CRS goes on to explain, “All other public financial statements can be accessed using the OGE 201 form. For 2020, OGE reported that there were 26,889 public filers. This would include Fauci.
(Financial disclosure reports for some federal employees remain confidential, but Fauci is not one of them. Confidential financial disclosure reports are filed by public officials who are “classified at or below GS-15 level or below. not the pay or classification threshold for public filing, “CRS said in its report. Fauci, as Marshall said, is a very well paid employee.)
OGE provides information on its website about who files and how to access their reports. It’s a multi-step process that could be made a lot more user-friendly, but we followed the instructions and got the report from Fauci.
As noted, we first sent an email requesting Fauci’s Financial Disclosure Form to [email protected] at the Department of Health and Human Services. We received a response that said, “For your request for copies of Dr. Fauci’s financial disclosures, you will need to complete the attachment, sign and submit your request to the NIH FOIA office at [email protected]” This attachment was Form OGE 201.

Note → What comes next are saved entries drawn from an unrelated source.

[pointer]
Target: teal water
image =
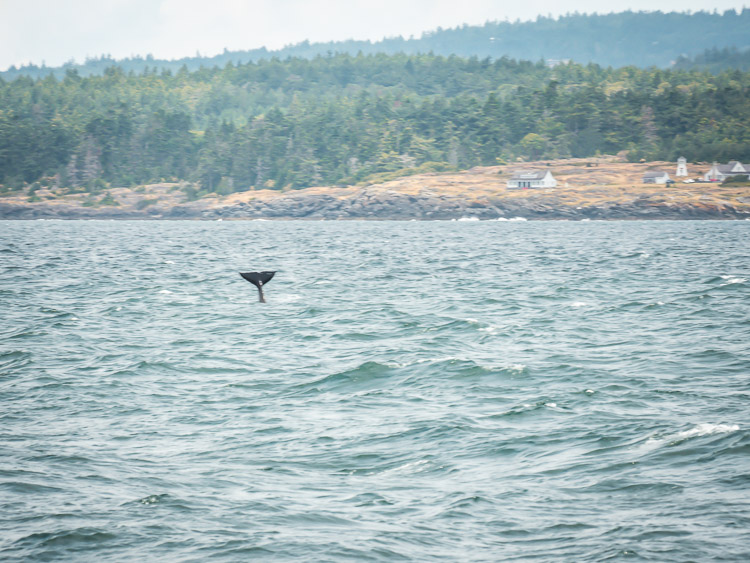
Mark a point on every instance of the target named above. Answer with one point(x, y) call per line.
point(439, 391)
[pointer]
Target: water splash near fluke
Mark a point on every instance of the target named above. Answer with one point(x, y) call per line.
point(258, 279)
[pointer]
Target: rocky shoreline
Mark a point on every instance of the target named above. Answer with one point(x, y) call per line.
point(603, 190)
point(392, 206)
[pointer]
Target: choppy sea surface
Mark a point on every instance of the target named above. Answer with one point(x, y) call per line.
point(437, 391)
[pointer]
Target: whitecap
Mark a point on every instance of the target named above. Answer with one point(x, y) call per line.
point(730, 280)
point(705, 429)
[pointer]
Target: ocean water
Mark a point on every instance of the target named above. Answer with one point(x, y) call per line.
point(412, 391)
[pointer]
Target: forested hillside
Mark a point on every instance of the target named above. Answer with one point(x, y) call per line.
point(343, 119)
point(716, 60)
point(628, 38)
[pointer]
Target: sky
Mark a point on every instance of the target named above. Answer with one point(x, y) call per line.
point(56, 31)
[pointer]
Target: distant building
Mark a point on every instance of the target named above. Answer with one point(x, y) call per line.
point(532, 179)
point(681, 167)
point(655, 177)
point(720, 172)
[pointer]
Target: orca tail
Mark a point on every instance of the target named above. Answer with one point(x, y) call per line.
point(258, 279)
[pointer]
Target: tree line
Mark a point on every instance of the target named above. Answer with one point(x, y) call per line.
point(626, 38)
point(342, 119)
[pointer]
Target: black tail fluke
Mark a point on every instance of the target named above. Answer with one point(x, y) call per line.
point(258, 279)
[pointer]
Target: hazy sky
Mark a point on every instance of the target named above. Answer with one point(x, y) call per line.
point(55, 31)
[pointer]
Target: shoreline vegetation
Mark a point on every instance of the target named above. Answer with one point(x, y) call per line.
point(594, 188)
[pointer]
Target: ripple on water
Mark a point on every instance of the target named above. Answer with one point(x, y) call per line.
point(419, 391)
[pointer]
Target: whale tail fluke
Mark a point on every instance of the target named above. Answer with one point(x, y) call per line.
point(258, 279)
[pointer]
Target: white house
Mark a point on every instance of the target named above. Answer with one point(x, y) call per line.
point(532, 179)
point(655, 177)
point(681, 167)
point(720, 172)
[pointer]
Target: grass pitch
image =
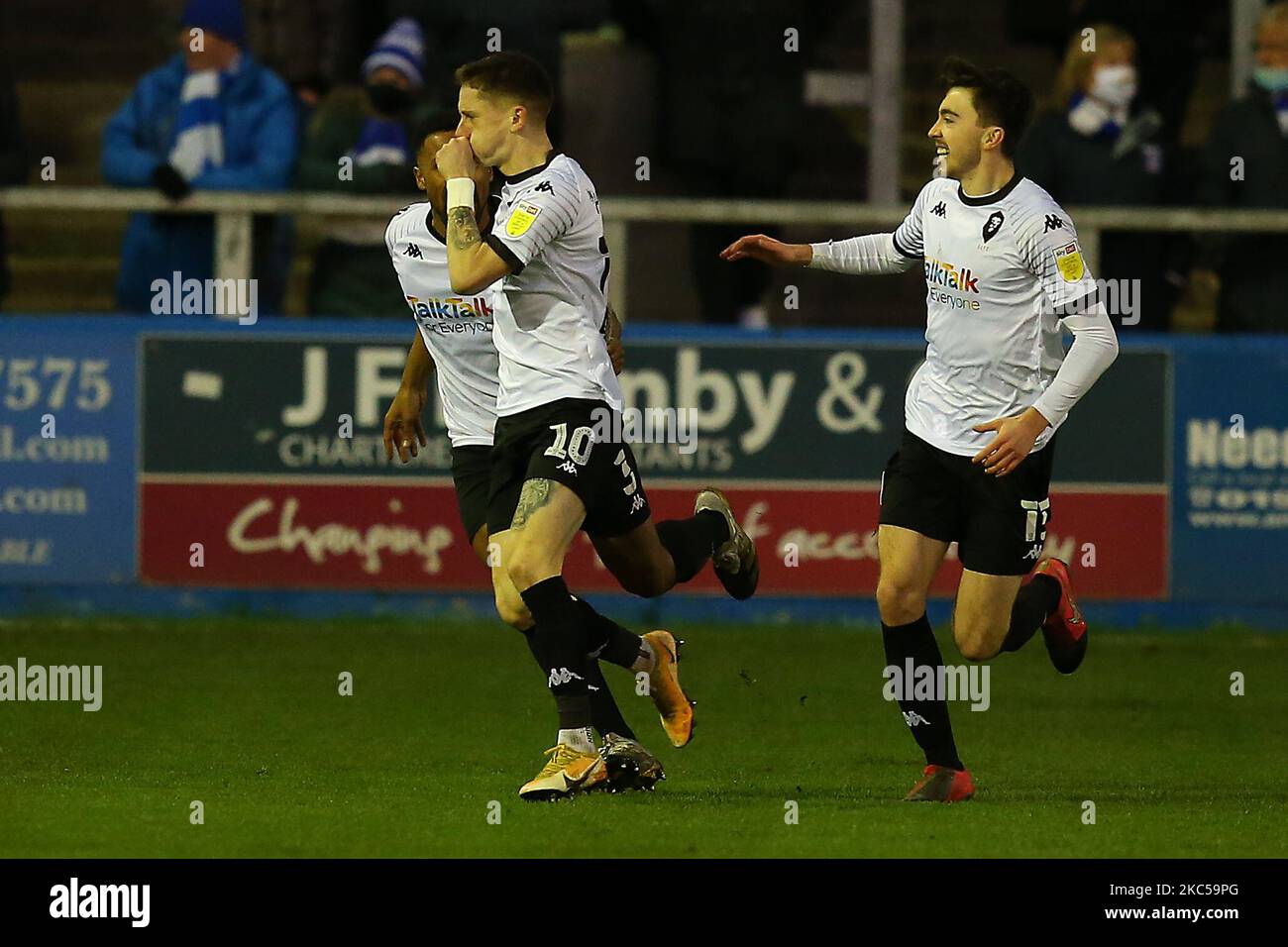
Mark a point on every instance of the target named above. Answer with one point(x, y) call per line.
point(245, 715)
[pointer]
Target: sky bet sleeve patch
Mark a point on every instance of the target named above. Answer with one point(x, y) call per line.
point(520, 219)
point(1068, 261)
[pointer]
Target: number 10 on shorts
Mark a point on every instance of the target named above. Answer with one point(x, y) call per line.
point(576, 447)
point(1034, 528)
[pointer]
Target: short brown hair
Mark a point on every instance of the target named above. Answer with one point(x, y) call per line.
point(999, 97)
point(513, 75)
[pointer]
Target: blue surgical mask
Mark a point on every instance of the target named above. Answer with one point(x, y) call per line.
point(1270, 78)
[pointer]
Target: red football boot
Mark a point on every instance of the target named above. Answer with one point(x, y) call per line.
point(1065, 630)
point(941, 785)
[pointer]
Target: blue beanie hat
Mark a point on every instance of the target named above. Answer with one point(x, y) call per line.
point(402, 48)
point(220, 17)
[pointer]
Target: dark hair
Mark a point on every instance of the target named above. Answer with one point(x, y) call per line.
point(999, 97)
point(513, 75)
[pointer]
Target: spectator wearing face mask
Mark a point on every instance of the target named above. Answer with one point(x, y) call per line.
point(1248, 270)
point(214, 119)
point(364, 145)
point(1091, 147)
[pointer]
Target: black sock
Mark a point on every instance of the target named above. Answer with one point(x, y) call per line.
point(926, 719)
point(692, 541)
point(604, 714)
point(609, 641)
point(561, 644)
point(1033, 603)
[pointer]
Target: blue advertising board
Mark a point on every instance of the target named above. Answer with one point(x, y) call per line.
point(68, 415)
point(1231, 472)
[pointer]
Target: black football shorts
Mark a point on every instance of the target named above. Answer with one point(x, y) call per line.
point(997, 522)
point(472, 475)
point(558, 442)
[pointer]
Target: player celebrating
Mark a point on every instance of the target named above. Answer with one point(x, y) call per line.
point(455, 337)
point(1003, 272)
point(557, 388)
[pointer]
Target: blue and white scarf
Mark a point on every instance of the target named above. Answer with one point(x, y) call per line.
point(198, 144)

One business day after submitting our request to the FOIA office of the National Institutes of Health, we received a drafted version of Fauci’s 42-page report that covered his financial activity for 2019. The form was signed by Fauci on April 21, 2020 and certified by an agency ethics officer on May 18, 2020.
These forms include information about the filers’ assets, income, employment contracts, transactions, debts and gifts for themselves, their spouse and dependent children.
Fauci’s 2019 report shows that it is invested in money markets, bond funds and equity funds, and provides the amounts of unrealized gains or losses for these accounts in 2019. It shows gains of investment, for example, of $ 390,000 in the CIBC Atlas Disciplined Equity Fund. Most of his funds appeared to be managed through Fauci’s Schwab One trust account.
Marshall’s questions suggest that Fauci may be hiding a conflict of interest. But the purpose of the annual disclosure forms is to allow designated agency ethics officers, or DAEOs, to review conflict reports and take action, if necessary.
“If, after review, the DAEO determines that there is a conflict of interest, it can, if necessary, negotiate with the depositor to remedy the conflict,” the CRS said in its report. “There are several remedial options … including recusal, divestiture, resignation, waiver or the creation of a qualified blind or diversified trust.”
So, when it comes to Fauci’s financial disclosure forms, the senator was wrong when he said “big technology” “keeps it from being public.” Federal law does not require OGE to publish Fauci’s annual report on its website, but its annual reports are accessible to the public by completing and submitting Form OGE 201, as we did last year.
In an after the fact press release, Marshall’s office said, “Contrary to what Dr. Fauci has said, Dr. Fauci’s financial disclosures for the years of the COVID pandemic are not public. Therefore, Senator Marshall requested them at today’s hearing.
But that’s not what Marshall asked at the hearing. He asked for the same financial information reported by “your colleague Dr Walensky and every member of Congress.” Fauci follows the same reporting rules as Walensky and similar rules as Congress.
For the record, Marshall’s financial disclosure report for the 2020 calendar year is available on the Senate website. Her form is much easier to access, and we welcome any effort Marshall and other members of Congress may take to make executive disclosure forms more readily available.